Written bySimonetta Di Pippo, Head of United Nations Office for Outer Space Affairs (UNOOSA)
Science, technology and innovation (STI) have historically had a significant impact on the society and today, more than ever, we much better contemplate the benefits of space exploration and use.
Satellites contribute to around 40 percent of SDG targets, are indispensable for gathering data on majority of Essential Climate Variables and are critical for managing the full disaster cycle. Space assets also contribute considerably to global GDP.
Today’s rapid growth of the space industry is thus a positive development for the world. Innovation and ingenuity are constantly deriving new down-stream applications and services for a wide range of sectors and democratization of space is enabling access to space-based data, applications and services to an increasing share of the world’s population.

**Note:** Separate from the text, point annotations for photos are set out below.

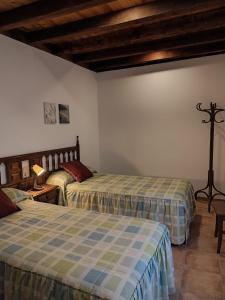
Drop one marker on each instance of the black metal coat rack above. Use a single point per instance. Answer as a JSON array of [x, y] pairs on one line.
[[210, 191]]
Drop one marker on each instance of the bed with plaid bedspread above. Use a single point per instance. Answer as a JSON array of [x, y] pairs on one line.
[[166, 200], [54, 252]]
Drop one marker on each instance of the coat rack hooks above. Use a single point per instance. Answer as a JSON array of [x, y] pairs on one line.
[[210, 191]]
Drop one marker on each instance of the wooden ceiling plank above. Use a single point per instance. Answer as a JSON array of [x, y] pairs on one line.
[[164, 44], [146, 33], [159, 57], [42, 10], [125, 19]]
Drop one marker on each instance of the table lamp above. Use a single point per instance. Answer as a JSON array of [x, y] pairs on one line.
[[38, 171]]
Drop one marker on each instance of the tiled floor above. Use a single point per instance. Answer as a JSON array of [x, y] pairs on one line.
[[200, 272]]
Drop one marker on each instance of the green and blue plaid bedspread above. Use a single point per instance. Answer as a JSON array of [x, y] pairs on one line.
[[166, 200], [54, 252]]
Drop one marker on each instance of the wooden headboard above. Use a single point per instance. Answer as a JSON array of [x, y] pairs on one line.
[[16, 171]]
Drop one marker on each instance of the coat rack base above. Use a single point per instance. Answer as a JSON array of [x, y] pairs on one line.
[[210, 191]]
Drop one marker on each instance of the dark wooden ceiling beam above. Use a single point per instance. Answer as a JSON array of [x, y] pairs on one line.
[[158, 57], [177, 42], [125, 19], [153, 32], [42, 10]]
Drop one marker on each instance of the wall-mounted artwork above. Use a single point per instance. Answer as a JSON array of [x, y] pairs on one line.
[[25, 169], [64, 114], [49, 113]]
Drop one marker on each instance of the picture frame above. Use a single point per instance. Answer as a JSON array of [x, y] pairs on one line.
[[49, 113], [64, 114], [25, 169]]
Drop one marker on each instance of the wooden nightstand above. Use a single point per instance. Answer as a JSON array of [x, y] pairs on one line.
[[49, 194]]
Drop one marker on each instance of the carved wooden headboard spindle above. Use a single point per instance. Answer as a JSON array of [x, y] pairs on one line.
[[16, 171]]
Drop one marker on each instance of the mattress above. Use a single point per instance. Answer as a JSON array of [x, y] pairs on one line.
[[55, 252], [166, 200]]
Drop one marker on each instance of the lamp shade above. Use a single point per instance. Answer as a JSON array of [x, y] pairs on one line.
[[38, 170]]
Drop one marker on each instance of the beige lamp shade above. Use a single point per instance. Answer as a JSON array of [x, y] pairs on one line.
[[38, 170]]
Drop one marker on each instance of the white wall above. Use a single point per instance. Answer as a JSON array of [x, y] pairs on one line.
[[149, 124], [29, 77]]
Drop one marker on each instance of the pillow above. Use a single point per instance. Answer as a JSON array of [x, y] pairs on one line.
[[7, 207], [16, 195], [60, 178], [76, 169]]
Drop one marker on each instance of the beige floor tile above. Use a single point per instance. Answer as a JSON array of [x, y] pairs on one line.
[[199, 270], [202, 284], [202, 261]]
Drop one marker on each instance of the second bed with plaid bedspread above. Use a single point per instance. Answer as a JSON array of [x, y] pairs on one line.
[[54, 252], [166, 200]]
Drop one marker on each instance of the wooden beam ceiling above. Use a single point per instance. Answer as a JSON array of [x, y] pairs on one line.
[[159, 57], [157, 31], [176, 42], [42, 10], [119, 33], [123, 20]]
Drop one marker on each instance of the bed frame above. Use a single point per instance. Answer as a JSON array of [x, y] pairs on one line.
[[12, 174]]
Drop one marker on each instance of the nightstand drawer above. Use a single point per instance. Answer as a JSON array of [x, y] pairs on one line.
[[49, 194], [41, 198], [52, 197]]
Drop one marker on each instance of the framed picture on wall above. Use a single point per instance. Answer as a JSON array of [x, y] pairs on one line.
[[49, 113], [64, 114], [25, 169]]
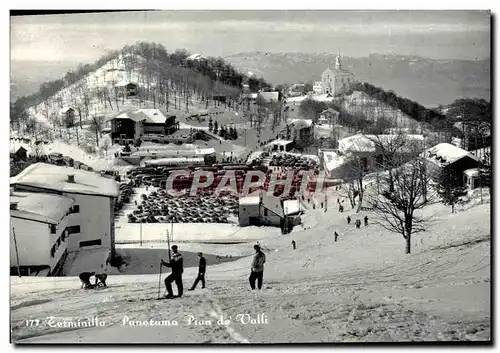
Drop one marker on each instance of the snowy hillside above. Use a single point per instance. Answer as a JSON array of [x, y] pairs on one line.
[[361, 288]]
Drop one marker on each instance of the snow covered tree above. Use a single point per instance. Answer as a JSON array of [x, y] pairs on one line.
[[97, 125], [398, 210], [450, 188], [210, 124]]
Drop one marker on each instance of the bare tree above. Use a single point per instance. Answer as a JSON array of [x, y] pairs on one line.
[[105, 146], [97, 124], [397, 210]]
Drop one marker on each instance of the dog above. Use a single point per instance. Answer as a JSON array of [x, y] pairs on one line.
[[100, 280], [85, 279]]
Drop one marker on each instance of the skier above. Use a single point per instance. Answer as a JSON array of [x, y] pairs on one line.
[[257, 271], [100, 280], [201, 272], [176, 276], [85, 279]]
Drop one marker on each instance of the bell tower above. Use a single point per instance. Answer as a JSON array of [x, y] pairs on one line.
[[338, 63]]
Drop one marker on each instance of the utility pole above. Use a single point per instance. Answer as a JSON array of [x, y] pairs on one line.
[[17, 253], [140, 233], [285, 225]]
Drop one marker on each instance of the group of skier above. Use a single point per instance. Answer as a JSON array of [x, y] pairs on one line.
[[176, 263]]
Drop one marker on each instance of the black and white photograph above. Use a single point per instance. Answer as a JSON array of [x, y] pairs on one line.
[[250, 177]]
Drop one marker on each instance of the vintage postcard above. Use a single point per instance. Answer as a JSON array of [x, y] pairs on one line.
[[250, 177]]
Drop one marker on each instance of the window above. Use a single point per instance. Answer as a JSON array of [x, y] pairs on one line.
[[73, 229], [90, 243]]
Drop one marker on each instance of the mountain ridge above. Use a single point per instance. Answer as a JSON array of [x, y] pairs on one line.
[[434, 81]]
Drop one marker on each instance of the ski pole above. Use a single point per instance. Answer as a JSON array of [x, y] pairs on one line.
[[159, 282]]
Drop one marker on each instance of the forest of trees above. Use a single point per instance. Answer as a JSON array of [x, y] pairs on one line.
[[166, 79], [411, 108]]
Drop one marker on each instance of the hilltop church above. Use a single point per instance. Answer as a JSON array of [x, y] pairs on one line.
[[338, 80]]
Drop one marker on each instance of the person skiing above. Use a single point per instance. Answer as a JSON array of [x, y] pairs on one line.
[[85, 279], [257, 271], [201, 272], [176, 263], [100, 280]]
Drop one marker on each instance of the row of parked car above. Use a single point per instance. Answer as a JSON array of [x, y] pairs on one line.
[[59, 159]]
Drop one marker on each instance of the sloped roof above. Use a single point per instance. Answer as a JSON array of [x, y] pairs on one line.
[[301, 122], [154, 116], [249, 200], [367, 143], [52, 177], [16, 145], [269, 96], [40, 207], [446, 154], [332, 160], [196, 56], [65, 110], [338, 71], [124, 83], [330, 110]]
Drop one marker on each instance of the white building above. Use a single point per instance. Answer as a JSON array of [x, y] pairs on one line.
[[91, 224], [279, 145], [39, 232], [338, 80], [267, 210], [318, 87]]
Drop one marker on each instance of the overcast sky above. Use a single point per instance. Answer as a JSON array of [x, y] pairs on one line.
[[85, 37]]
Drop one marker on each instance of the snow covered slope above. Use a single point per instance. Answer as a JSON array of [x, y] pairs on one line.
[[361, 288]]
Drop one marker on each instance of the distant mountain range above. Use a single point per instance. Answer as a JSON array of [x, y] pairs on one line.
[[427, 81], [27, 76]]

However, billions of people still lack access to even the most basic benefits. The Office for Outer Space Affairs (UNOOSA) works to bridge this space divide to prevent space becoming yet another field contributing to growing inequalities. As the UN’s gateway to space, UNOOSA is uniquely positioned to enhance the use of space science, technology and applications for sustainable development in all UN Member States.

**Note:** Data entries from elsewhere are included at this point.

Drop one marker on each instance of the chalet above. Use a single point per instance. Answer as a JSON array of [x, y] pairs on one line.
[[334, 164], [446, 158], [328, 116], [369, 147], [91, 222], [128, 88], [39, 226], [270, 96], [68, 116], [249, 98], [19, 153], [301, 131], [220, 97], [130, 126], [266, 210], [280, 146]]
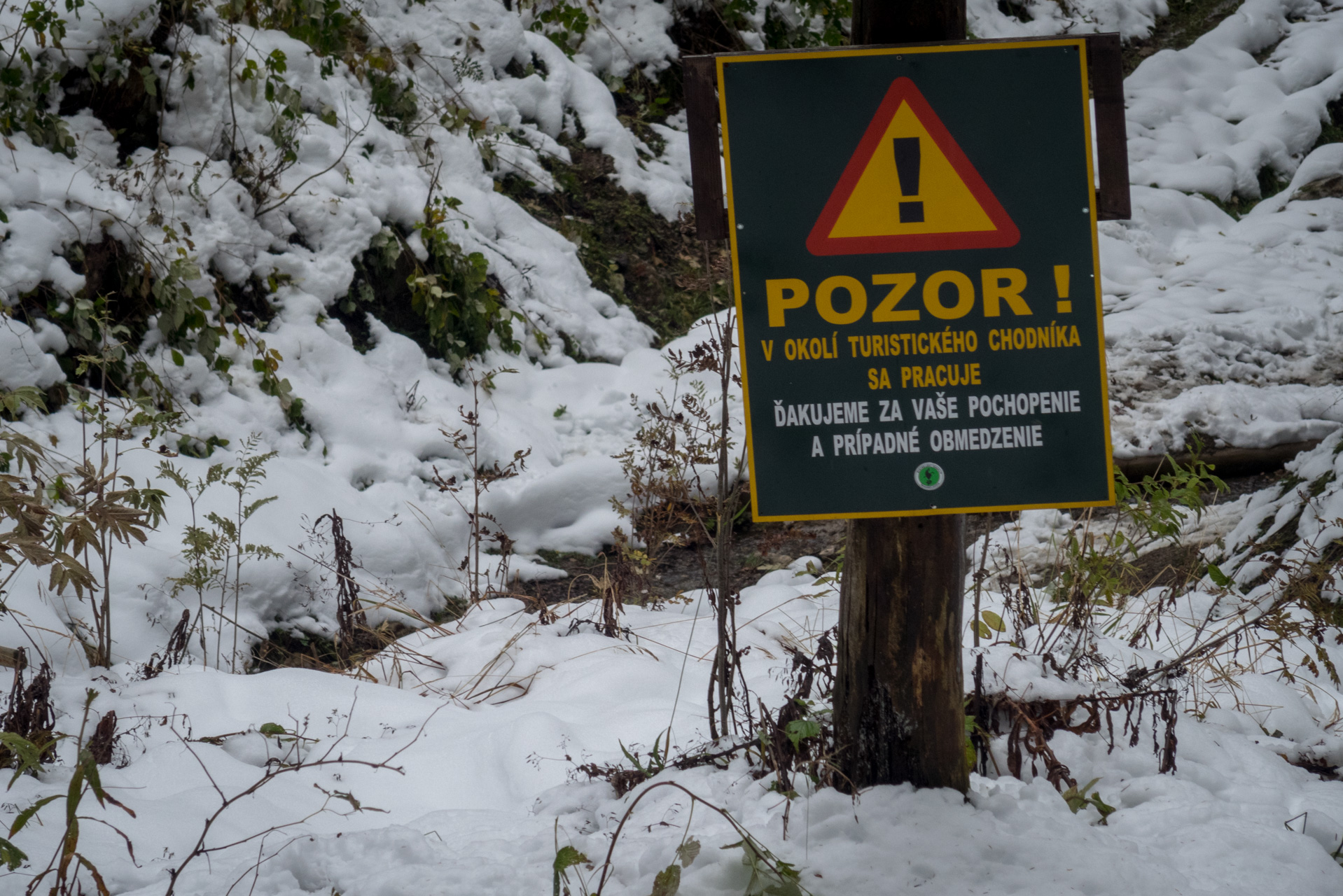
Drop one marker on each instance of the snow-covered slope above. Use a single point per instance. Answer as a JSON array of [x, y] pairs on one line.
[[1217, 326]]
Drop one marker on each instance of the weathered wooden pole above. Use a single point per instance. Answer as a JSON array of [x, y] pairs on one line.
[[899, 694]]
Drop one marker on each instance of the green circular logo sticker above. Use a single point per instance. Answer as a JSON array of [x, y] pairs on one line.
[[930, 476]]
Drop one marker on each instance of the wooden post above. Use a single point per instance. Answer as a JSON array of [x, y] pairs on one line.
[[899, 692]]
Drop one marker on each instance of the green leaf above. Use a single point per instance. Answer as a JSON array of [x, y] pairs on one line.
[[668, 881], [800, 729], [567, 858], [11, 855], [26, 816]]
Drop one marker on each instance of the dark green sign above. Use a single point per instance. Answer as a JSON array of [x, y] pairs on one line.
[[917, 272]]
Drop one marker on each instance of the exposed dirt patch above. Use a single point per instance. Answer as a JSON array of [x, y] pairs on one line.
[[1182, 27], [643, 261], [759, 547]]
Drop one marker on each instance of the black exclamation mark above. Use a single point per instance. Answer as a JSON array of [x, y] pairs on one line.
[[907, 169]]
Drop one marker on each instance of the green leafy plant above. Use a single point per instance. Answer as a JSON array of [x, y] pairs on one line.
[[29, 83], [564, 23], [65, 865], [452, 293], [566, 858]]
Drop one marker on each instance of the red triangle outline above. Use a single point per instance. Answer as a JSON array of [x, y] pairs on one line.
[[904, 90]]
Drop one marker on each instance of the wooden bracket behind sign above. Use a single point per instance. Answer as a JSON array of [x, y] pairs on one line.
[[702, 118], [1106, 74]]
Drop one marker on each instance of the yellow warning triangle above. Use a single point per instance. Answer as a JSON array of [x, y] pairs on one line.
[[910, 187]]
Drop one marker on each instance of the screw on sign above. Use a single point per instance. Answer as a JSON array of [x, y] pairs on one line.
[[917, 273]]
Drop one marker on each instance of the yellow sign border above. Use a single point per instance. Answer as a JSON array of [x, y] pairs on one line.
[[737, 272]]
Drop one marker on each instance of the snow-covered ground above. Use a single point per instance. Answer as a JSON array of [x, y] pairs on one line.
[[1220, 327]]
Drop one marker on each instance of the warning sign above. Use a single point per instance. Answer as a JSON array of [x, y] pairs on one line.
[[917, 274], [910, 188]]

Our capacity-building work covers the entire spectrum of space science and technology and has enjoyed great success. However, the requirements for 21st century capacity-building have evolved together with the developments in the space sector. To comply with novel needs, we have innovated our approach.

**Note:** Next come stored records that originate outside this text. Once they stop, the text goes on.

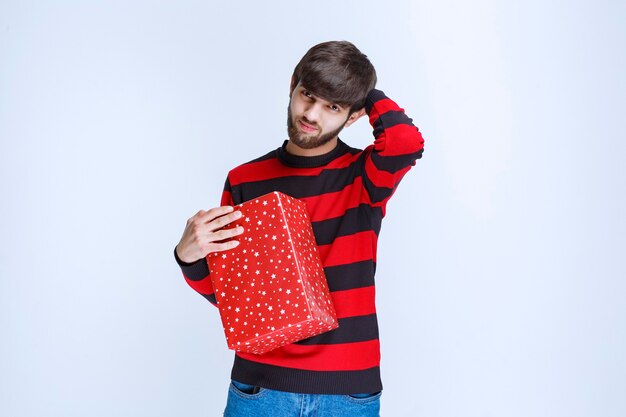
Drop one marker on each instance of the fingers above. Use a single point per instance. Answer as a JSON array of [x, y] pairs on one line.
[[224, 234], [220, 247], [219, 222]]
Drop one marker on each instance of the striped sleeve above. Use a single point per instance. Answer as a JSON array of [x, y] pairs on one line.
[[397, 145], [197, 276]]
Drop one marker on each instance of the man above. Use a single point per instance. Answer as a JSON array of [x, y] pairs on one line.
[[346, 191]]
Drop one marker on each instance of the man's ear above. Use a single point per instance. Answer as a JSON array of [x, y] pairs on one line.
[[292, 85], [355, 116]]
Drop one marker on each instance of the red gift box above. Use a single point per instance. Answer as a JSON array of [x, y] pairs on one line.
[[271, 289]]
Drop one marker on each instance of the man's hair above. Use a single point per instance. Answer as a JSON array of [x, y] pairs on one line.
[[338, 72]]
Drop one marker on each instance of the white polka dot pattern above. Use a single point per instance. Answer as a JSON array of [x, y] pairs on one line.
[[271, 289]]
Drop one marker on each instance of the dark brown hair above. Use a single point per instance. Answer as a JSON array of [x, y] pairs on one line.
[[338, 72]]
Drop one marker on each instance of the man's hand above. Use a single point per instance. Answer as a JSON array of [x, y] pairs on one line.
[[205, 229]]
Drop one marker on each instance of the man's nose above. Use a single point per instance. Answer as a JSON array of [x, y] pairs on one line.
[[312, 113]]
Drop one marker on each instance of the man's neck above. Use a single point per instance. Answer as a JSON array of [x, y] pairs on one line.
[[294, 149]]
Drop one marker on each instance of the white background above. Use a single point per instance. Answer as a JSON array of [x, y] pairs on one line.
[[501, 261]]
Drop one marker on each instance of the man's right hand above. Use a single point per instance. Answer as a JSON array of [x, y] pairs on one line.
[[204, 234]]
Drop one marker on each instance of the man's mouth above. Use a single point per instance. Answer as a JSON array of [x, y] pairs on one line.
[[307, 127]]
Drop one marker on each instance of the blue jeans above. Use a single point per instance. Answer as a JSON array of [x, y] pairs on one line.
[[245, 401]]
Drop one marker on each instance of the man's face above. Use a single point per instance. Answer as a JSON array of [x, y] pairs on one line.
[[313, 121]]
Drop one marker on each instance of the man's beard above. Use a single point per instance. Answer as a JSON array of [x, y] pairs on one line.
[[307, 141]]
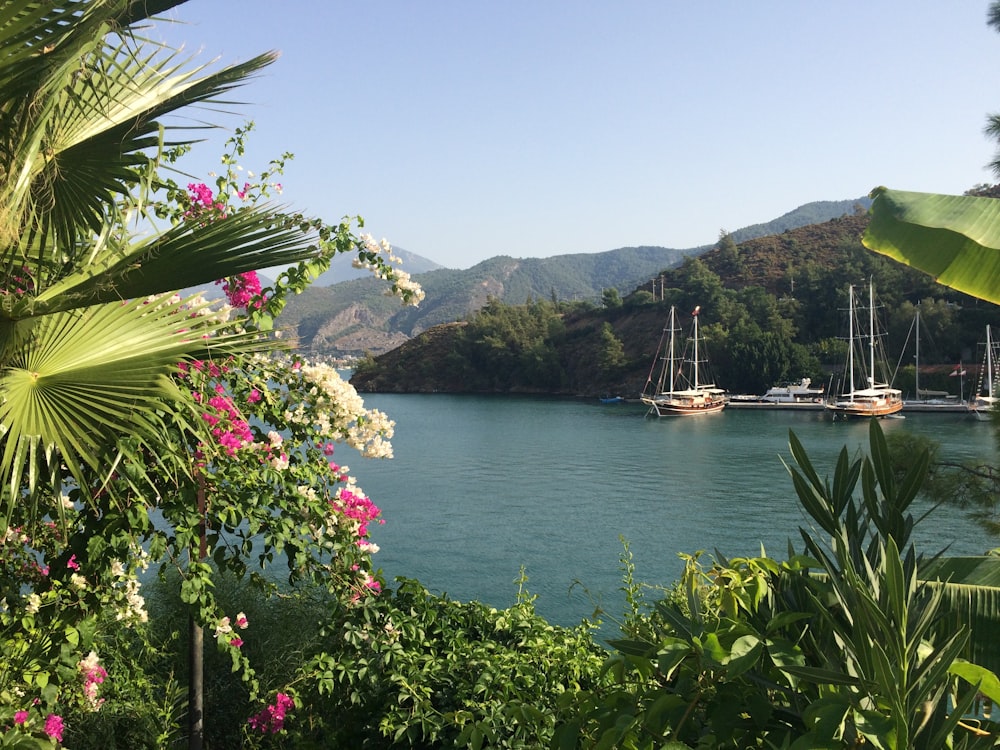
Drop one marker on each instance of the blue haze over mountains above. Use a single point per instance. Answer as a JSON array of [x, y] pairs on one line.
[[810, 213], [346, 312]]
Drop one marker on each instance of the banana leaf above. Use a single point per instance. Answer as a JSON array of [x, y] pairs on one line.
[[970, 596], [954, 238]]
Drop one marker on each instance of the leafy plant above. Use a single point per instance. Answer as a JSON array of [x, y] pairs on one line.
[[841, 646]]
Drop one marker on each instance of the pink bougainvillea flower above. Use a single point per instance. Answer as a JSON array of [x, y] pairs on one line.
[[54, 727], [271, 719]]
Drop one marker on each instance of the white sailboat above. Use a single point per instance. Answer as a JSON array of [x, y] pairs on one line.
[[678, 390], [983, 403], [875, 399]]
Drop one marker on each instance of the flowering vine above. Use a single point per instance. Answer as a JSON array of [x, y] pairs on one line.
[[259, 430]]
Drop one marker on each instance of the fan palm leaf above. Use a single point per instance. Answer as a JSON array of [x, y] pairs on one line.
[[88, 377], [184, 256], [77, 130]]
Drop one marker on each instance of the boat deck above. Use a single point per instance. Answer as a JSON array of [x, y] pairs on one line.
[[909, 407]]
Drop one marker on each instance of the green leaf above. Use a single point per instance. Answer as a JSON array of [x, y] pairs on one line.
[[986, 681], [743, 655], [955, 239]]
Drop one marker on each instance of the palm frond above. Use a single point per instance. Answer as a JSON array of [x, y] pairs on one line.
[[80, 134], [186, 255], [86, 378]]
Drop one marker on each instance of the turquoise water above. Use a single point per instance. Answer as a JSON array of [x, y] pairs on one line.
[[481, 486]]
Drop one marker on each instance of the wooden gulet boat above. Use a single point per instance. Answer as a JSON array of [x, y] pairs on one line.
[[678, 390], [985, 401], [876, 399]]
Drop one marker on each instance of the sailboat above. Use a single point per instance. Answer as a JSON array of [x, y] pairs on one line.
[[678, 390], [983, 403], [875, 399]]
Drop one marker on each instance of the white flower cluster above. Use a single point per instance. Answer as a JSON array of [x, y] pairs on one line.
[[403, 286], [133, 608], [338, 409]]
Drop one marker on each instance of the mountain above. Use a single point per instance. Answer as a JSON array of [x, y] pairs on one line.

Under Access to Space for All initiative launched in 2018, UNOOSA has consolidated several existing workstreams and developed new partnerships with a range of space stakeholders to make space-based benefits more accessible to communities around the world.
Through the initiative, we offer the full range of access to space from gravity experiments, through satellite development, launch and deployment, to access to orbit, the International Space Station (ISS) and China Space Station for educational and research purposes.
In May 2018, Kenya deployed its first satellite under our joint project with the Japan Aerospace Exploration Agency – KiboCUBE. The 1KUNS-PF CubeSat was also the first satellite launched under the UN auspices. Moreover, this year we will witness the deployment of the first Guatemalan satellite.
Expanding opportunities for accessing space is very important but must be carried out in a responsible manner. UNOOSA supported the establishment of Kenya’s national space agency to ensure country’s compliance with international space law. To assist all UN Member States in adopting appropriate policies and national legislations, we recently launched the Space law for new space actors project. Such targeted capacity-building is an integral component in the effort of promoting rational and liable conduct on part of both emerging and established space actors.
Rapid advancement of science and technology in space offers exciting opportunities but carries along also notable changes and challenges. Our dependence on space is growing, and so are the risks of losing these benefits. Global communication, logistics and transportation, time tracking, and financial services – all are reliant on satellites. Bridging the space divide is critical for improving the well-being around the world, however, maintaining space safe, secure and sustainable is the pre-condition for success.